Well, here's a way to do it. Maybe over kill.
Let $S = A \times A$. That is the universal relationship.
As $(x,x) \in S$ for all $x$ it is reflexive. Let's destroy that be removing $(a,a)$.
$T = A \times A \setminus \{(a,a)\}$.
$T$ is not reflexive because $a \not T a$.
But if $x T y$ then $y T x$. So T is symmetric. Let's kill that. Let's remove $(a,b)$.
$W = A \times A \setminus \{(a,a),(a,b)\}$
Not $W$ is not symetric because $b W a$ but $a \not W b$.
Is $W$ transitive? To be honest, I'm not sure. But $a R c$ and $c W d$ and $a W d$. Let's remove $(a,d)$.

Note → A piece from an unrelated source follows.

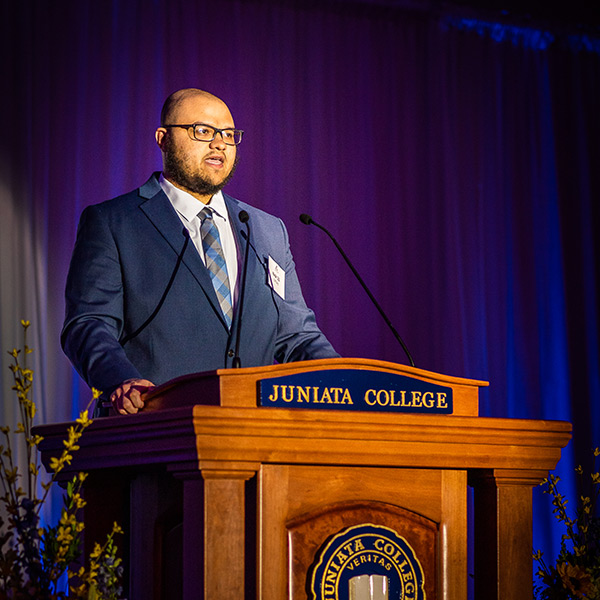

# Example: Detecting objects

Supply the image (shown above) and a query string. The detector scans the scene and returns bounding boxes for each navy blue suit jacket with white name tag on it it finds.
[61,173,338,393]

Let $R = A \times A \setminus \{(a,a),(a,b),(a,d)\}$
$R$ is not transitive because $a R c$ and $c R d$ but $a \not R d$.
And it's not symmetric as $a \not R a$ nor reflexive as $b R a$ but $a \not R b$.
Or we could have built from scratch;
$S = \{(a,b)\}$
Not reflexive: $a \not S a$.
Not symmetric: $a S b$ but $b \not S a$.
Transitive? Vacuously so. There are no $x S y$ and $y S z$. So for all zero of those it is vacuously true $x S y; y S z \implies x S z$.
But let's kill this by adding $R = \{(a,b),(b,c)\}$
Then we have $a R b$ and $b R c$ but $a \not R c$ so it is not transitive.